NASA Is Willing to Pay Companies for Moon Rocks
NASA has solicited the help of businesses to assist them in gathering regolith or lunar rocks from the Moon’s surface. The agency released this in a statement on Sept. 10, 2020.
Lunar Rock Collecting
They are hoping to find companies willing to travel to the Moon to gather around 50 to 500 grams of the lunar rocks. NASA says that once the company has provided evidence of the samples, they will take over ownership of said samples.
After NASA has taken over ownership of the sample’s they will pay the companies for them. NASA has said that after the companies have provided their proof of their samples; they would not have to return the lunar rocks to Earth. Instead, NASA would retrieve the samples on a future mission.
This information was stated by NASA’s Administrator Jim Bridenstine at the Secure World Foundation’s Summit for Space Sustainability.
Bridenstine claims that the agency aims to adapt a market for mining the soil on the Moon. Thus creating a way to “enable a normalization process” in which extraterrestrial
Artemis Accord Program and CLPS
Bridenstine refused to give an exact amount of money that NASA would be willing to pay for these samples. However, he did mention that the company would be willing to pay $15,000 to $25,000.
Bridenstine said that the agency was “trying to… make sure that there is a norm of behavior that says that resources can be extracted.” He further stated that they were “doing it in a way that is in compliance with the Outer Space Treaty.” The plan is to intertwine these efforts with the Artemis Accords Program that the agency is planning.
Artemis Accords is a plan to land the next man and first woman on the Moon by 2024. The program is hoping to achieve a sustainable and strong presence on the Moon. While they prepare for this the agency is preparing to perform a historic mission to Mars.
According to the agency’s website, they have “selected three commercial Moon landing service providers,” who “will deliver science and technology payloads” in their Commercial Lunar Payload Services (CLPS).
Hope for the Future
Their hope is to change the way that astronauts land on the Moon with advanced technology by 2024. Some of the companies included in the CLPS program are Ceres Robotics, SpaceX, and Tyvak Nano-Satellite Systems.
As part of the program, each company will be in charge of getting certain scientific instruments to the surface of the Moon. The agency is hoping the equipment these companies bring to the Moon will help them establish new data.
The “potential payloads” these companies bring to the Moon with help the agency measure the lunar radiation environment. It will also assess how the lander and astronaut’s activities affect the Moon.

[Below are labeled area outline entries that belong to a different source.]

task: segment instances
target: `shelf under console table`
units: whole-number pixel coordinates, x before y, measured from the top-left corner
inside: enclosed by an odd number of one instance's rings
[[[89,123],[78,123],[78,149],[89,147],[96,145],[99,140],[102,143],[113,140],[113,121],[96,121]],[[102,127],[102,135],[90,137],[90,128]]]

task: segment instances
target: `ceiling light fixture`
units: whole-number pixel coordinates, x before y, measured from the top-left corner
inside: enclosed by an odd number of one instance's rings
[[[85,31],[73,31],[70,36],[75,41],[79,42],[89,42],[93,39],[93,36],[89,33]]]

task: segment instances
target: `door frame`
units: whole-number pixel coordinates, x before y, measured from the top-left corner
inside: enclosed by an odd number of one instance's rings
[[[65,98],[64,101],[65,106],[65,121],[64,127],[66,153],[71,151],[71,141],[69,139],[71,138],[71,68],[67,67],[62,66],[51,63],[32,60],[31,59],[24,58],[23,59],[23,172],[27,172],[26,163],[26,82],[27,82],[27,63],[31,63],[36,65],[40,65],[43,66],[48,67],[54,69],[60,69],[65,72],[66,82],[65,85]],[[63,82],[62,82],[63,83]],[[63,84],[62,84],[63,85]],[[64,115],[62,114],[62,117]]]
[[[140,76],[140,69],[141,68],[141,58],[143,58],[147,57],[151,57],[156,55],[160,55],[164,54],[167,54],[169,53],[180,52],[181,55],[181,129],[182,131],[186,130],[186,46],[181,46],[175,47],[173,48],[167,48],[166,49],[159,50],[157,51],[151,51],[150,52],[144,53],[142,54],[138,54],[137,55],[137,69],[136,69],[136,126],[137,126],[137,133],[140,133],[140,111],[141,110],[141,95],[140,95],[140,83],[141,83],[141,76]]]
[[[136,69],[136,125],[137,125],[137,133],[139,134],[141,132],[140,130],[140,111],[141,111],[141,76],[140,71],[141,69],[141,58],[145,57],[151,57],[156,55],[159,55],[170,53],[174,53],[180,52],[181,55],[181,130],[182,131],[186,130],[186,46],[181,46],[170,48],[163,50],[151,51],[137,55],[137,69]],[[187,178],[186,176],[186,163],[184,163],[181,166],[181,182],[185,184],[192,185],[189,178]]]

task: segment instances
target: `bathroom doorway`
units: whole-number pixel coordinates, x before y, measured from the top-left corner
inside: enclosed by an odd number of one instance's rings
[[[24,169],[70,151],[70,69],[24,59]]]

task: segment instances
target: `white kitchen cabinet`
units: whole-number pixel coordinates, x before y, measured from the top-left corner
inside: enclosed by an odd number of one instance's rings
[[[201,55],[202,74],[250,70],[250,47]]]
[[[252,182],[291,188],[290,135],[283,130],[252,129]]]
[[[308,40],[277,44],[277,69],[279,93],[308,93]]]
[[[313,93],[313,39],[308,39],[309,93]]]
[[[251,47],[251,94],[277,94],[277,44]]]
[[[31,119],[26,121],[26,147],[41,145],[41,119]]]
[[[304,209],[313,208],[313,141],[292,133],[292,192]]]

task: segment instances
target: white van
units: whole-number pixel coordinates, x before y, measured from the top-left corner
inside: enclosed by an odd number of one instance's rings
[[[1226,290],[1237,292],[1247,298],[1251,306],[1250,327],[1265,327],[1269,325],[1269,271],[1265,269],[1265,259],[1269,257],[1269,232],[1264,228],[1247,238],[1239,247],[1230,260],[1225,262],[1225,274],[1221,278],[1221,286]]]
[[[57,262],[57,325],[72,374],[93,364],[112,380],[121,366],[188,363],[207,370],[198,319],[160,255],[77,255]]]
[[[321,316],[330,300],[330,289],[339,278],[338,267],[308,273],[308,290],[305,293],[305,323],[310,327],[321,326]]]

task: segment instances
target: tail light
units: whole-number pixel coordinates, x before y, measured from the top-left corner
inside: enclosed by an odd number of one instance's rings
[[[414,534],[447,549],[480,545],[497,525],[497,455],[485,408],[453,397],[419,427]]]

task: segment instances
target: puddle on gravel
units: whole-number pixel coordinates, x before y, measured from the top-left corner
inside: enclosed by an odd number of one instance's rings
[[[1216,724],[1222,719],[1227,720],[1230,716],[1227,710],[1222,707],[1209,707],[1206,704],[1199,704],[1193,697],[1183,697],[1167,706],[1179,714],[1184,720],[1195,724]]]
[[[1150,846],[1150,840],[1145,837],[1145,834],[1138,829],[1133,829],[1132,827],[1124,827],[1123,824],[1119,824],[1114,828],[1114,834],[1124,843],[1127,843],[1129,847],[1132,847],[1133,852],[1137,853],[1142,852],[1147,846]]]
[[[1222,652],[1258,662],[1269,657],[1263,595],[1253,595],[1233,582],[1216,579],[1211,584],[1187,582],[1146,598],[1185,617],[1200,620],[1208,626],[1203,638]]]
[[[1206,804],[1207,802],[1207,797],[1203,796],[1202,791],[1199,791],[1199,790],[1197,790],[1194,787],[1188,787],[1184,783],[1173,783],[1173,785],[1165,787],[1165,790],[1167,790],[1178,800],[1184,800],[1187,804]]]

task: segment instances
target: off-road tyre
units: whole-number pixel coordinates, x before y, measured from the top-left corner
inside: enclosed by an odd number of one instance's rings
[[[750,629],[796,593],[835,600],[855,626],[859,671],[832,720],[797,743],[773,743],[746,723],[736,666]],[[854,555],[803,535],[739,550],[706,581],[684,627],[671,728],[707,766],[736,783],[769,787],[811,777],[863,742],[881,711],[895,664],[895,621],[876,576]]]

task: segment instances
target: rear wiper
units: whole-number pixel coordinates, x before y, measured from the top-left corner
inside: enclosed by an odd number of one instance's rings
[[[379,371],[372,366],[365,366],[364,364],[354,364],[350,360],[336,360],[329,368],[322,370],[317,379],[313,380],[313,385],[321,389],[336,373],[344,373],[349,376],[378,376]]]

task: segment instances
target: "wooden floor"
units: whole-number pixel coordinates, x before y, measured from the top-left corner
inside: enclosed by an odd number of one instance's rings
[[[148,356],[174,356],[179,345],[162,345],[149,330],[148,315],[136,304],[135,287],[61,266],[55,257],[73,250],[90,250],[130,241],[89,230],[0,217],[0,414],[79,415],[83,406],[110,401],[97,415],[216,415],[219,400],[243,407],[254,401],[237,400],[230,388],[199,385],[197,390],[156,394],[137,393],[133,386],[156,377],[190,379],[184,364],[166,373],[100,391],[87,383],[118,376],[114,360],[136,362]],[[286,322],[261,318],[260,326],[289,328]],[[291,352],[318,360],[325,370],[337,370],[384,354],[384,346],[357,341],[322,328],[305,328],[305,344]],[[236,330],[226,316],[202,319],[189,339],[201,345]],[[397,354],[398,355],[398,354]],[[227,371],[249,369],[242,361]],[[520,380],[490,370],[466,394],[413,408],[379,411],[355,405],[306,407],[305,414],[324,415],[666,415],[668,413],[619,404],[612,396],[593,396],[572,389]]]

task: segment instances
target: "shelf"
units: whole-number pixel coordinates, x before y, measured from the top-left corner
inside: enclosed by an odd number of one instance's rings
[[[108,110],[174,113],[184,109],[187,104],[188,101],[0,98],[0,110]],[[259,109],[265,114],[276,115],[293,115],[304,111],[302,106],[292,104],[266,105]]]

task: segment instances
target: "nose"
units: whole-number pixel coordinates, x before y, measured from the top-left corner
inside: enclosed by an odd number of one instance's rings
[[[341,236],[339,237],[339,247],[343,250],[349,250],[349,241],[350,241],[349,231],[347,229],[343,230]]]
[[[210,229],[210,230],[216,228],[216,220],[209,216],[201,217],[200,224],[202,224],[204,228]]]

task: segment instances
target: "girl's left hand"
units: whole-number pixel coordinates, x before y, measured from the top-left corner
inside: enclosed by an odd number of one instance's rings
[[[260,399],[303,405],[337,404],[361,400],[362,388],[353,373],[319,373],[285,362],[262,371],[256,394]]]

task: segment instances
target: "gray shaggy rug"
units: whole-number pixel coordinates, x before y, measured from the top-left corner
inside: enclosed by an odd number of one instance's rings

The instruments will also help them pinpoint the lander position, as well as helping with navigation precision.
The Artemis Program is made up of two-phases. The first part is to focus on the 2024 Moon Landing. The second part is focused on establishing a sustained human presence around and on the Moon by 2028.
NASA is hoping to use all the information they gather to help them send astronauts to Mars.